New crack in church-state wall

The Supreme Court has removed one more small but vital stone from what dissenting Justice John Paul Stevens calls the "high and impregnable wall" constructed by the framers of the US Constitution two centuries ago to ensure the separation of church and state. The court was sharply divided, 5 to 4, in upholding a New York law that allows the state to reimburse private schools -- 85 percent of which are religiously affiliated -- for complying with state academic requirements.

As a result of the ruling, some $9 million a year in public funds will continue to flow to church-supported schools to help them meet the costs of administering state-required tests and other record-keeping.
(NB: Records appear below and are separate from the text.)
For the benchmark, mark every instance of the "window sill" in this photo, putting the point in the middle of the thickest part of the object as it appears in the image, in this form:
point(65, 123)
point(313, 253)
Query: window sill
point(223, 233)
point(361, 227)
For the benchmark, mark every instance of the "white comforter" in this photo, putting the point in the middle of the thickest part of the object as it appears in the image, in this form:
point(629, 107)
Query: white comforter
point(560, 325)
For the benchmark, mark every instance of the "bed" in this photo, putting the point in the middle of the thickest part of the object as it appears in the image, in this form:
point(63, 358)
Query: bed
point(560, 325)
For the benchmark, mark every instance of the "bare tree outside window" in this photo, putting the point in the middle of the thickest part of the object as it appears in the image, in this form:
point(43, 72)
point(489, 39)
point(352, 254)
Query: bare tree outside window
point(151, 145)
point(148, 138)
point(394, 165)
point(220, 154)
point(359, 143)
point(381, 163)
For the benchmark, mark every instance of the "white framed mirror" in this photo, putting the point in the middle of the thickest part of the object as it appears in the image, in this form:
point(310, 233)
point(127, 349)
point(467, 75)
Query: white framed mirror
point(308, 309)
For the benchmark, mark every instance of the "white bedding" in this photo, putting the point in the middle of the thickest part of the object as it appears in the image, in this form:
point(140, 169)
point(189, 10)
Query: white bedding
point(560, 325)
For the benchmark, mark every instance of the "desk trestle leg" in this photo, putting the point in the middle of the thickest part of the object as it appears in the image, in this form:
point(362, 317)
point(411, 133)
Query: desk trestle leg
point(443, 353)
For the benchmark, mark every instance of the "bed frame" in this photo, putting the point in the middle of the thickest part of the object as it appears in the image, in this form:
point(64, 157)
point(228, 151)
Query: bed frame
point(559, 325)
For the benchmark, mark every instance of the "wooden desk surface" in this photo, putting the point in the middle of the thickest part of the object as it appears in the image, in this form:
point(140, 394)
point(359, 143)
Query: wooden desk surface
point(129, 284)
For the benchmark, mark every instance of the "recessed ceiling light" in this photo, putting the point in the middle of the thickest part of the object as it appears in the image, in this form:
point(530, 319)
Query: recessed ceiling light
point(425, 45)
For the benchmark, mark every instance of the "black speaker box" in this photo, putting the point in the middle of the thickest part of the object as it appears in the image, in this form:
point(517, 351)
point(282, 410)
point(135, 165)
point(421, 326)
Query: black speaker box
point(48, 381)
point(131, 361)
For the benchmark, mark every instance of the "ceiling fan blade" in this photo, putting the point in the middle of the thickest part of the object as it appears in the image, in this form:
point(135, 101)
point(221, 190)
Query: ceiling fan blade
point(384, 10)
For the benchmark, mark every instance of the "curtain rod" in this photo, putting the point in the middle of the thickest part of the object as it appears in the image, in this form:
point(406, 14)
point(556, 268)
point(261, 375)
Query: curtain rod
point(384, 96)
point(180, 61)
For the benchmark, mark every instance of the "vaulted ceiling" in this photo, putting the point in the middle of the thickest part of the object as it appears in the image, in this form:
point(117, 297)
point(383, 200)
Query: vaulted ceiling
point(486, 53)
We would tend to agree with the deep feelings expressed by three of the dissenting justices, who termed the decision "a long step backwards in the inevitable controversy that emerges when a state legislature continues to insist on providing public aid to parochial schools." The high court had struct down an earlier version of the New York law in 1973. That one provided lump sum payments to schools for mandated programs and did not, as the current law does, require school costs to be documented.

Certainly no one would deny parents the freedom to send their youngsters to a religiously oriented or any other school of their choice. But the parents themselves and not taxpayers in general should shoulder the financial obligations of maintaining such schools and of seeing to it that they meet state educational standards. This is especially true at a time when most public school systems, long considered a bulwark of US democracy, are struggling to survive financially.

Fortunately, in other recent school-aid rulings the Supreme Court has demonstrated greater care in holding the line against providing government assistance to religion. But any weakening of that vital constitutional "wall" separating church and state ought to concern all Americans.